男女雇用機会均等法7条でも、募集・採用、配置・昇進などにおいて間接差別を禁止しており、日常の中で当たり前と思っている慣行、規則、取り決めなどについても配慮することが義務付けられています。
間接差別とは
間接差別とは以下の要素を満たす場合に該当します。
①性別以外の事由を要件としている措置であり、
②他の性の構成員と比較して、一方の性の構成員に相当程度の不利益をもたらすものであり、
③合理的な理由がないときに、その措置が講じられることを指します。
”間接”という文字通り、直接的に性差を理由としていなくても、間接的に差別へつながることはダメだという内容です。
間接差別には、いくつかの明確な条件がありますので、どういう時に「合理的でない」と判断されるのか、例と共に確認してきましょう。
間接差別として禁止される3つのこと
【禁止事項1】
労働者の募集または採用において、身長、体重、または体力を要件とする措置が含まれていること。
●身長、体重、体力要件を選考基準としていると判断される例
・募集または採用において、身長・体重・体力要件を満たしている者のみを対象とすること。
・複数ある採用基準の中に、身長・体重・体力要件が含まれていること。
●合理的な理由がないと判断される例
・荷物の運搬業務を含む職務について、当該業務に必要な筋力を超える筋力を要件とする場合。

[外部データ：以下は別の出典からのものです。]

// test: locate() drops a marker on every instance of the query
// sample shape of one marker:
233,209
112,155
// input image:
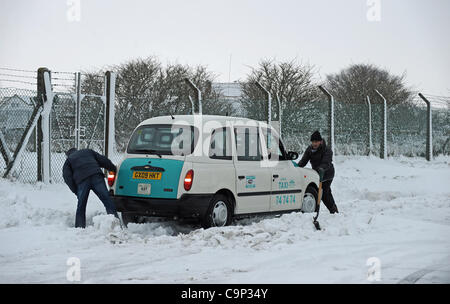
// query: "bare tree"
290,83
354,83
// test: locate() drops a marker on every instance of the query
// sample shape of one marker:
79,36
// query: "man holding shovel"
82,173
321,158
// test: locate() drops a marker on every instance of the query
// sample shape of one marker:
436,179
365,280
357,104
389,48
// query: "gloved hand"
321,172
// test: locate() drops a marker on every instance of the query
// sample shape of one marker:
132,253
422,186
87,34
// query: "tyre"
219,213
309,204
128,217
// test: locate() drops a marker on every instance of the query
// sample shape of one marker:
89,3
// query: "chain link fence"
406,124
16,108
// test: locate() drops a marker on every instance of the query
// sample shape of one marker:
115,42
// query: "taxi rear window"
163,139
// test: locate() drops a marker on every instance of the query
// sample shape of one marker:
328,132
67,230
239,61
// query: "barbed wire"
18,76
17,70
19,81
66,73
59,78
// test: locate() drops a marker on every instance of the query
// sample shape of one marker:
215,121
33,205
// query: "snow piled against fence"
397,210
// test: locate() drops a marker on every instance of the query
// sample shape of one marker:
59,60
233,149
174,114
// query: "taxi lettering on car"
213,168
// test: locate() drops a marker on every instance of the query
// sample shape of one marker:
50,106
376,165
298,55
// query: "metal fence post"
78,112
46,153
383,147
331,116
41,98
429,148
109,126
198,97
370,126
269,102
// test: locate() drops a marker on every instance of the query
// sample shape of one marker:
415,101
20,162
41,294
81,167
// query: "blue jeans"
97,184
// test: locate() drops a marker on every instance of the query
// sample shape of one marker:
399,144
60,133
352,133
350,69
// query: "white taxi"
213,168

・単なる受付や出入者チェックのみを行う警備員の職務について、身長や体重が一定以上であることを要件とする場合。
【禁止事項2】
労働者の募集、採用、昇進または職種の変更において、転居を伴う転勤に応じることを要件とすること。
●転勤要件を選考基準としていると判断される例
・募集、採用、昇進または職種の変更において、転居を伴う転勤に応じることが出来る者のみを対象とすること。または複数ある採用または昇進の基準の中に、転勤要件が含まれていること。
●合理的な理由がないと判断される例
・広域に展開する支店や支社がなく、またその展開計画も存在しない場合。
・広域に展開する支店や支社があるものの、長期間にわたり家庭の事情やその他の特別な事情で転勤を希望する場合を除き、転居を伴う転勤の実態がほとんどない場合。
【禁止事項3】
労働者の昇進に際し、転勤の経験があることを要件とすること。
●転勤経験要件を選考基準としていると判断される例
・特定の役職への昇進にあたって、転勤の経験がある者のみを対象とすること。
・複数ある昇進基準の中に、転勤経験要件が含まれていること。
●合理的な理由がないと判断される例
・特定の支店の管理職としての職務を遂行する上で、異なる支店での経験が特に必要とされない場合において、その支店の管理職に昇進する際に異なる支店での勤務経験を要件とする場合。
以上となります。
間接差別を防ぐには、募集や採用、昇進の基準を設定する際、その基準が特定の性別に不利益をもたらさないよう、客観的かつ具体的な理由に基づいているかどうかを確認する必要があります。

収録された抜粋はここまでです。